Sushil Modi, former deputy chief minister of Bihar who had also earlier chaired the empowered panel of state finance ministers on GST, says the monthly collection may eventually rise to ₹1.5 lakh crore and beyond. “GST collection will rise even further as leakages have been tightened to a great degree. The use of technology is also playing a role here. I think the monthly collection should cross ₹1.5 lakh crore sometime next fiscal,” he says. Till now, the highest monthly GST figure, ₹1.4 lakh crore, was collected this April.

There has been a distinct shift of market share from informal to formal sector during this pandemic, a reason why the graph on tax collection has ascended so rapidly. Also, large companies have grabbed the market share being vacated by many micro, small and medium enterprises, which have either exited the scene or scaled down their production due to the pandemic.

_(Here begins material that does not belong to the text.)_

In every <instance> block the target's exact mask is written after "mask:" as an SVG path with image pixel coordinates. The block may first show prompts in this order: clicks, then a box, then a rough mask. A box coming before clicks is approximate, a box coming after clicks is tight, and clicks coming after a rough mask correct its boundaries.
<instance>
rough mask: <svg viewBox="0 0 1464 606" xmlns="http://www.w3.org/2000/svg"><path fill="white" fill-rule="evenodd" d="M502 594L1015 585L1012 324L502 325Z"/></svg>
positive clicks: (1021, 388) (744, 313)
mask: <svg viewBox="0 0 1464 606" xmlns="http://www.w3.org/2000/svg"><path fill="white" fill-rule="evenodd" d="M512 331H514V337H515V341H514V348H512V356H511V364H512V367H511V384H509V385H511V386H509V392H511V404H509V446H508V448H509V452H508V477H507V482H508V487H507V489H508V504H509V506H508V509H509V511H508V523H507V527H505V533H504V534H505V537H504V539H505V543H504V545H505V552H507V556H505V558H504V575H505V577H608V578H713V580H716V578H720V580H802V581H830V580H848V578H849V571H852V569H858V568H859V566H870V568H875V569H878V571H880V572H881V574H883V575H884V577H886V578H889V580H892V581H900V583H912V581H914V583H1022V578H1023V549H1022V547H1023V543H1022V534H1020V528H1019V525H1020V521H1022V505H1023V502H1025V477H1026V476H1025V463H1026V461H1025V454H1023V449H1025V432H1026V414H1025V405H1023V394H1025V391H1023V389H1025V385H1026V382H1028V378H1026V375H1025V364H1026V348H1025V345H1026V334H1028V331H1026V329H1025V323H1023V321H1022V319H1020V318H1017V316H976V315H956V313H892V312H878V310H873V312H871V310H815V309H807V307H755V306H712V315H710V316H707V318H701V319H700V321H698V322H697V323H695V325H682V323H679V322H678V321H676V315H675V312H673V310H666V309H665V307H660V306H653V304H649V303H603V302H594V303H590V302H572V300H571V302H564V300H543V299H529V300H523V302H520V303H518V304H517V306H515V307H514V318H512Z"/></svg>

According to ETIG data, the growth of tax paid during the first half of this fiscal, as compared with the same period two years ago, is over 100% for at least five Nifty 50 companies, e.g. Hindalco Industries (188%), Adani Ports and SEZ (157%), Tata Motors (118%), UPL (117%) and Indian Oil Corporation (107%). The companies which paid 40% or more tax during the same period (as compared with April-September 2019) include Cipla, Infosys, Tech Mahindra, UltraTech Cement, Shree Cement et al. Analysts say that many of these companies are paying a hefty tax because they could curtail expenses during the pandemic, thereby emerging as highly profitable entities. The biggies whose taxes are in negative during the same period include Maruti Suzuki, Bharti Airtel, Coal India, Sun Pharmaceuticals and SBI Life Insurance, according to the same database.

Former CBDT chairman R Prasad argues that the robust tax collection this year is mainly a reflection of the collapse of the informal sector as well as larger companies’ seizing of the space hitherto occupied by several small and medium enterprises. A recent report by SBI Research claimed that the share of the informal economy in India “may have shrunk to no more than 20% from 52% in FY18”. Though most economists agree that the share of the informal sector in India is indeed shrinking, some of them dispute the 20% figure, saying it’s unreasonably low.

Tax experts, however, claim that many small entities that were evading taxes earlier are now forced to pay as returns filed for GST and income tax are matched regularly. If a company underreports its purchases, it will lose out on input credits in the GST. And once a company becomes transparent to take advantage of GST’s benefits, the I-T department will have enough data to match the company’s actual income and expenditure with its direct tax returns.

Says Vasal of Grant Thornton: “An important factor for better tax collection is the increase in compliance due to better monitoring by revenue authorities with the aid of technology and the gradual shift of the informal sector into the formal economy.”

With North Block officials now drawing up the February 1 Budget, the question is whether Finance Minister Nirmala Sitharaman will modify the existing tax rates or introduce new taxes when GoI has been successful in garnering such hefty amounts of tax during this sombre period. Or, will she reduce tax slabs so that there will be more money in the hands of consumers?

Former CBDT chairman Prasad says, “I don’t think the FM will reduce tax rates in the coming budget. She may not tweak taxes at all.”